He continues: “As China stops being a large buyer of U.S. treasuries, America’s budget deficit is ballooning and will be just short of $1 trillion this fiscal year. The combination is negative for U.S. treasuries, and may help drive up U.S. and global bond yields.
“Investors around the world may see higher global borrowing rates, from car loans to mortgages, because of the end of the Chinese savings glut.
“This could trigger a global economic downturn.”
“The two main drivers of this change both reflect the fact that China has become wealthier, and that a growing middle class has cash to spend.
“First, the growth in the export of goods has not kept pace with the growth of consumer imports. China’s deficit in traded goods with Japan and South Korea has grown.
“Second, a huge increase in Chinese tourism abroad has occurred over the last decade which has increased the persistent deficit in services. In 2018, Chinese visitors spent $240 billion more abroad than foreign visitors spent in China, thanks in part to their lavish spending habits. In 2017 Harrods, the London department store, reported that mainland
Chinese overtook British customers as the largest customer group.

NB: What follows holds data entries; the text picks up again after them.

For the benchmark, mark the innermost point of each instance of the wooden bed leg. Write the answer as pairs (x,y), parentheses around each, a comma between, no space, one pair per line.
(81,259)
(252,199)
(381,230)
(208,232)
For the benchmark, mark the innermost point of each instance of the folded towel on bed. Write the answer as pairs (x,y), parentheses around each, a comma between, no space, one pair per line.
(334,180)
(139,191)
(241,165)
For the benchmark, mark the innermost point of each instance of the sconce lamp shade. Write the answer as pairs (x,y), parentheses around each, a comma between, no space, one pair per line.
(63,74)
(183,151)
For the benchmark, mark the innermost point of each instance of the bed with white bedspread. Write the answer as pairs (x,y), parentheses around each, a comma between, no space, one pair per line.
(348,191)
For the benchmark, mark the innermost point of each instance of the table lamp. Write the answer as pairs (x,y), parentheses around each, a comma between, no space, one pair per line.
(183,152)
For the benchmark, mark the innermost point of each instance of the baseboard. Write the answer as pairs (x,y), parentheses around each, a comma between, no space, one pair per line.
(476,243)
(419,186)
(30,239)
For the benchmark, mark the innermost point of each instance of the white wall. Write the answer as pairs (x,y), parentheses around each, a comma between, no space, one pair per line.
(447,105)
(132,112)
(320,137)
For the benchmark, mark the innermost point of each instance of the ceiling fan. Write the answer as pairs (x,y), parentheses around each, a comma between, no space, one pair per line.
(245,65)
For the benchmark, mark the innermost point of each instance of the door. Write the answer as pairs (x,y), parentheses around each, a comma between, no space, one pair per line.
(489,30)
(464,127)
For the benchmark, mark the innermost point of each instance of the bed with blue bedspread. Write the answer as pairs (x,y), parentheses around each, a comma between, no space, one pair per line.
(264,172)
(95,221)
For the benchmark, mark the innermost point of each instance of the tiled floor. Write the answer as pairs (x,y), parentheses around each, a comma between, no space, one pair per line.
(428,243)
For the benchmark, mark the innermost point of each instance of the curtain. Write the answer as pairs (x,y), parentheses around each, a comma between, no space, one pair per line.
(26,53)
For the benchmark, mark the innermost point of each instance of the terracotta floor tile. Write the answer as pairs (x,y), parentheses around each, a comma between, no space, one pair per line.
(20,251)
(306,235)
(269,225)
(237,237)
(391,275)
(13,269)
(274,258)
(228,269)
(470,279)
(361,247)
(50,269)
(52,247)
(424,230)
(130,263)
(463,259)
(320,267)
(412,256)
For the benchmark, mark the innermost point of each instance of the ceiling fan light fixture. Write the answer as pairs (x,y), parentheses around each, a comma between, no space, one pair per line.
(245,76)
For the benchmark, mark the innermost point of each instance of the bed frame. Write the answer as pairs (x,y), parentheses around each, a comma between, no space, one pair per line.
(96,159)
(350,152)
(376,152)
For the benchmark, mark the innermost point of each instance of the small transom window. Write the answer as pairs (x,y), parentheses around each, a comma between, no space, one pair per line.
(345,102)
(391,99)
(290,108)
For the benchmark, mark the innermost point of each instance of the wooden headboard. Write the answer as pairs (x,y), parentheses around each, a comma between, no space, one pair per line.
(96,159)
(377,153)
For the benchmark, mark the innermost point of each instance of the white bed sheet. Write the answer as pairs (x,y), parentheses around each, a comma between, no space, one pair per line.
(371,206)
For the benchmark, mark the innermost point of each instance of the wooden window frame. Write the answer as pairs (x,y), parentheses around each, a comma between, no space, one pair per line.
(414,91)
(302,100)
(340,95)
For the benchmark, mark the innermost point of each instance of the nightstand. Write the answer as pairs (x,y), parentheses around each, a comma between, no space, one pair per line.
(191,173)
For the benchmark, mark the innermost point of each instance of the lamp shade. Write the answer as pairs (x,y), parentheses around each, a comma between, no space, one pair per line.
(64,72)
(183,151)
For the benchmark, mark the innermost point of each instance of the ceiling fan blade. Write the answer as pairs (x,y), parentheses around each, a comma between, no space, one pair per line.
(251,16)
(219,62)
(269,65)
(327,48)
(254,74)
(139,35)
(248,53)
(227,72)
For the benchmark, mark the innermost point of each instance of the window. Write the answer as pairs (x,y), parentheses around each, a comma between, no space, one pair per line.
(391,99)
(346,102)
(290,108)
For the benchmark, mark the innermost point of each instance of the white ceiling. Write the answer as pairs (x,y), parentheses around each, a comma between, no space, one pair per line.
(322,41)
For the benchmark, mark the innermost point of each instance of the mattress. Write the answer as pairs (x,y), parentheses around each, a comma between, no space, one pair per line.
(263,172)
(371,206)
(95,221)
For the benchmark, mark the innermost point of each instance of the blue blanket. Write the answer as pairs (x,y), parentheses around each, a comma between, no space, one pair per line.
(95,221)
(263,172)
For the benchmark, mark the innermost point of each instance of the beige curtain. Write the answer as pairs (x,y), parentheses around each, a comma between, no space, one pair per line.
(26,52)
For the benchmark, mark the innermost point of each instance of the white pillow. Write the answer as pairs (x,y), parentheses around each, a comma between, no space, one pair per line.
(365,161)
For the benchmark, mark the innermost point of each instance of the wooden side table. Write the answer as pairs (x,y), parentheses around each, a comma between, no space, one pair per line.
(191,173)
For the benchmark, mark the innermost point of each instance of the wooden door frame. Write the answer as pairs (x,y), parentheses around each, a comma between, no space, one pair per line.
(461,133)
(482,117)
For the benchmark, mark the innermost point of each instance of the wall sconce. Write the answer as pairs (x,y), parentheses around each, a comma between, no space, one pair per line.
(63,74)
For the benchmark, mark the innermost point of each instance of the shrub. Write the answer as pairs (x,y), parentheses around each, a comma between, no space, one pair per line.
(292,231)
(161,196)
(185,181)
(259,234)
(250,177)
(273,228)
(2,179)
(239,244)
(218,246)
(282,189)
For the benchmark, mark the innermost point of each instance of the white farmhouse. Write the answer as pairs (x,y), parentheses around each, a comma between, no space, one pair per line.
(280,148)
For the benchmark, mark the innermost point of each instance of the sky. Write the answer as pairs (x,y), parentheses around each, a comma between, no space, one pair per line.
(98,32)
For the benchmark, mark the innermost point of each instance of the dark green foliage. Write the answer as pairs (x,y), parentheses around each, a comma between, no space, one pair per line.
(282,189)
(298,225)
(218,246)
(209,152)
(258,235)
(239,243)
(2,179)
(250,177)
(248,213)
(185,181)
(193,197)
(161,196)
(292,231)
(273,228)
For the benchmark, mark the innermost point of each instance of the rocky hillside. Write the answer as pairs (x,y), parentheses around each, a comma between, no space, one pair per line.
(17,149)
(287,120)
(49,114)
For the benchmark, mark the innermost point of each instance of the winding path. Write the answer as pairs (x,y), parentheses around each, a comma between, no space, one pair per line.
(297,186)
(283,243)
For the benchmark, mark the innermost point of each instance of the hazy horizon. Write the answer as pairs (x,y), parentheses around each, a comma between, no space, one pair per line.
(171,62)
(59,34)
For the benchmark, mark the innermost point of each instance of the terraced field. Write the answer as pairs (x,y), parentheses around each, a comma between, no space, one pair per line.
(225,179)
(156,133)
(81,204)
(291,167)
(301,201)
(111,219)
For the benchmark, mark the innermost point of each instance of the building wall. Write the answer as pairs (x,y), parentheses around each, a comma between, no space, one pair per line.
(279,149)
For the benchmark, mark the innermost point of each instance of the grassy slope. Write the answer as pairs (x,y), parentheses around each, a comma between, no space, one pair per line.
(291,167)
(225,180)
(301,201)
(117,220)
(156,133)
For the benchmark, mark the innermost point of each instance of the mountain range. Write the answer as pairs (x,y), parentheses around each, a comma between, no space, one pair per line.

“Domestically, the Chinese authorities have responded to the change in the current account by opening China’s capital markets to foreign investors, to help boost inflows of foreign capital.”
The deVere’s strategist concludes: “China’s – and therefore the world’s – economy is changing.
Elliott goes on to say: “But remember, wherever there is disruption there will be winners.
“As such, investors should remain diversified, geographically and by asset class – that’s to say, maintaining exposure to equities and bonds, from as many different issuers as possible – in order to protect their savings from this uncertainty and capitalise on the opportunities that will inevitably present themselves.”